Teaching English for Academic Purposes (EAP) is about more than developing students’ English language and study skills; it also involves Academic Purposes, i.e. research and scholarship. I’ve been interested for some time in ways to develop the research capability of students with an intermediate level of English proficiency (CEFR B1, IELTS 4.5). I got the opportunity to explore this further with a revision of the Heriot-Watt Foundation English programme, in which the research component is foregrounded. Students now develop their language proficiency within the context of research in their discipline. This required a fundamental rethink about how to present the research process for intermediate level language learners, going back to first principles for research.
I started by asking the Foundation students what they were curious about in their discipline and we noted that children are natural researchers because they are curious about the world. From typical questions children ask, we derived some fundamental questions about research in the disciplines:
For science and engineering
- What exists?
- How does it come to exist?
- What does it do?
For social science
- What do people think about what exists?
- Why do people behave the way they do?
We then characterised the concept of research by looking at published definitions and decided that there were four key components:
- A concept – an abstract idea that forms the basis for a piece of research
- A real world context in which to study the concept
- A problem or puzzle in the context that relates to the concept
- A question that links the concept to the problem in the context.
The research question formulates the problem in a focused way that enables it to be researched and thus to move the discipline forward.

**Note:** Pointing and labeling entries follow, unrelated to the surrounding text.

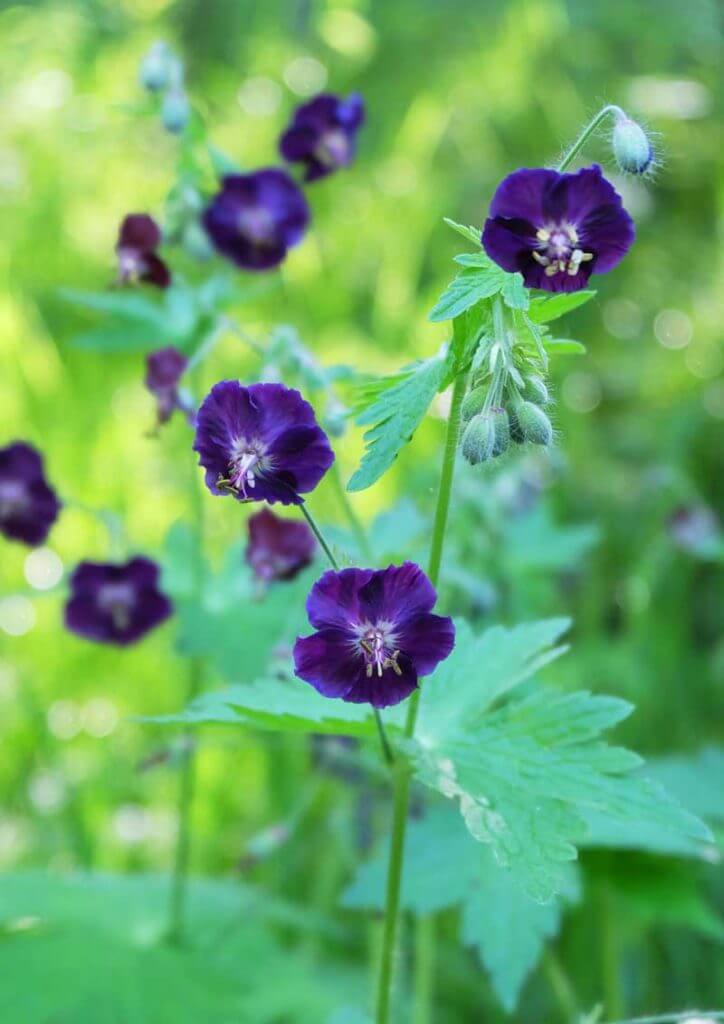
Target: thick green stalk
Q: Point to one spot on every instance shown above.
(401, 777)
(572, 152)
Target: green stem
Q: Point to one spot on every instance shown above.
(401, 782)
(590, 128)
(352, 518)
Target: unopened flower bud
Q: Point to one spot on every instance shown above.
(632, 147)
(533, 423)
(155, 68)
(473, 402)
(175, 111)
(486, 436)
(536, 390)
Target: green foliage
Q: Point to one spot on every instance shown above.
(526, 774)
(397, 407)
(67, 963)
(506, 927)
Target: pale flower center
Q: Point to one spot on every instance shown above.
(558, 250)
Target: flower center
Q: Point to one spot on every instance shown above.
(12, 498)
(118, 600)
(257, 225)
(377, 643)
(248, 461)
(558, 250)
(333, 148)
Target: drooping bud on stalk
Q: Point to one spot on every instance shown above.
(533, 424)
(155, 71)
(632, 146)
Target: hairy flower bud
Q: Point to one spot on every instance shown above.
(155, 71)
(632, 146)
(486, 436)
(536, 390)
(473, 402)
(533, 424)
(175, 111)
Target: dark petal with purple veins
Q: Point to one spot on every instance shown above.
(609, 232)
(140, 232)
(387, 689)
(397, 593)
(279, 549)
(334, 600)
(428, 639)
(328, 660)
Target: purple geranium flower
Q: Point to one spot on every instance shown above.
(256, 218)
(376, 634)
(138, 239)
(557, 229)
(29, 505)
(164, 370)
(260, 442)
(116, 604)
(323, 134)
(279, 549)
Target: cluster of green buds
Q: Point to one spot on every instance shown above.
(162, 73)
(504, 407)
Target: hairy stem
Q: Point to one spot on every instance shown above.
(572, 152)
(401, 780)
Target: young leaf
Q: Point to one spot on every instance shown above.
(549, 307)
(395, 414)
(468, 288)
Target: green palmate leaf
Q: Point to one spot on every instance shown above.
(507, 928)
(280, 702)
(549, 307)
(395, 413)
(525, 775)
(470, 232)
(466, 290)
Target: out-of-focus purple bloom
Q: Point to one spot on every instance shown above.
(116, 604)
(376, 634)
(323, 134)
(29, 505)
(279, 549)
(164, 370)
(138, 239)
(557, 229)
(256, 218)
(260, 443)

Some examples of Foundation students’ research questions:
- What is the minimum concentration of a chemical pollutant in an indoor environment required to model it accurately?

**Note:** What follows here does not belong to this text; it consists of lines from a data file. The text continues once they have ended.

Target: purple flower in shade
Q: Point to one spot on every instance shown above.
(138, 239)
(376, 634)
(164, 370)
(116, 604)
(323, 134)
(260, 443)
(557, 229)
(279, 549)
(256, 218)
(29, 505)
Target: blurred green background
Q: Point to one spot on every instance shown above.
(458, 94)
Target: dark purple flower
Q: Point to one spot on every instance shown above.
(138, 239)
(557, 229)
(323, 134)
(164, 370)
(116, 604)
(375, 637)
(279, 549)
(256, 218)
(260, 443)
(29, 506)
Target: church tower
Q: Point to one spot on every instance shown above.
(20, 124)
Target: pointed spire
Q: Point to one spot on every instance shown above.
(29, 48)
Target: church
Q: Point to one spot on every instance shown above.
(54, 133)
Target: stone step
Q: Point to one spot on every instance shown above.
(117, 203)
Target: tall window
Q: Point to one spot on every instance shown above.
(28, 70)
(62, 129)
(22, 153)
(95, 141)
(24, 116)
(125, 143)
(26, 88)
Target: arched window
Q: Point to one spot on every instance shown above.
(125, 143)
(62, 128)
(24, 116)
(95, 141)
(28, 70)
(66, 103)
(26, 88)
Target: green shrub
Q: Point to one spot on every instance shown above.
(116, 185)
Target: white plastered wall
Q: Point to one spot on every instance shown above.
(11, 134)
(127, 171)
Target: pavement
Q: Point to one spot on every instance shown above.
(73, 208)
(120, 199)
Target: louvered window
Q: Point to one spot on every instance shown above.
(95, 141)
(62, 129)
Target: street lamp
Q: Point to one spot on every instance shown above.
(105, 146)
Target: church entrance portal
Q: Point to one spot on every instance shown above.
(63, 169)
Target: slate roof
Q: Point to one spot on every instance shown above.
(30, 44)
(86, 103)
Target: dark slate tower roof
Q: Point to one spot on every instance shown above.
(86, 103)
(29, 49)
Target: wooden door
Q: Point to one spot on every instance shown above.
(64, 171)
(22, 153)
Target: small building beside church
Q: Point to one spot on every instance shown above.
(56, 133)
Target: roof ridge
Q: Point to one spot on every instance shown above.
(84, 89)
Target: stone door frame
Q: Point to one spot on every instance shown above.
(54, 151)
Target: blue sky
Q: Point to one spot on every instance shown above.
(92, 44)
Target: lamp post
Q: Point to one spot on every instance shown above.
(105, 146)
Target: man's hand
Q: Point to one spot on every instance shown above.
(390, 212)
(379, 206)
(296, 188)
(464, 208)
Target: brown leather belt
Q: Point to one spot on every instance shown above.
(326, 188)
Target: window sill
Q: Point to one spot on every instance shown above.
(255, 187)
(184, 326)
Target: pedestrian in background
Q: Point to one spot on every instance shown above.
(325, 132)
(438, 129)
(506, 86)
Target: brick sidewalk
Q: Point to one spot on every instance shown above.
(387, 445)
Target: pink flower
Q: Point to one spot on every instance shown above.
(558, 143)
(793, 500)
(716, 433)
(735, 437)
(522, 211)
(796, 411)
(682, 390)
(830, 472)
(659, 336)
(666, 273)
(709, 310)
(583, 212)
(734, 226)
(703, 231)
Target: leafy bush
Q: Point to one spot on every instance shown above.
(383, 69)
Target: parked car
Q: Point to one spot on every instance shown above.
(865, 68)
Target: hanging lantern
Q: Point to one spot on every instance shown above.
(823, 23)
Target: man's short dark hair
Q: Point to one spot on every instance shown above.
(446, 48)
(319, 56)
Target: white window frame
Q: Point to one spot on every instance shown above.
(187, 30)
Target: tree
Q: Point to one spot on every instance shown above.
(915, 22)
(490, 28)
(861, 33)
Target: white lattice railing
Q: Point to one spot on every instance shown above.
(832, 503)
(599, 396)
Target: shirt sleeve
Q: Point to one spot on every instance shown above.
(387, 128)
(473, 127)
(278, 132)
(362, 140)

- How can Shunfeng [a Chinese logistics company] develop its third party logistics operation effectively?
Foundation students can use the framework to access key ideas in complex research articles. They explore the research activity of members of their discourse community and characterize their research using the same framework. They share their findings in class discussions and complete an assessment task to profile a researcher. All the time, they are expanding their repertoire of academic vocabulary and grammar structures.
The students, all postgraduates, have found the experience to be highly motivating. Just because they have a low language proficiency does not mean they cannot grapple with complex academic concepts as long as these are presented in accessible language.
The challenge for teachers is to operate well outside their comfort zone to engage with ideas their students find motivating but they may find incomprehensible. Is it asking too much of teachers to work in this way?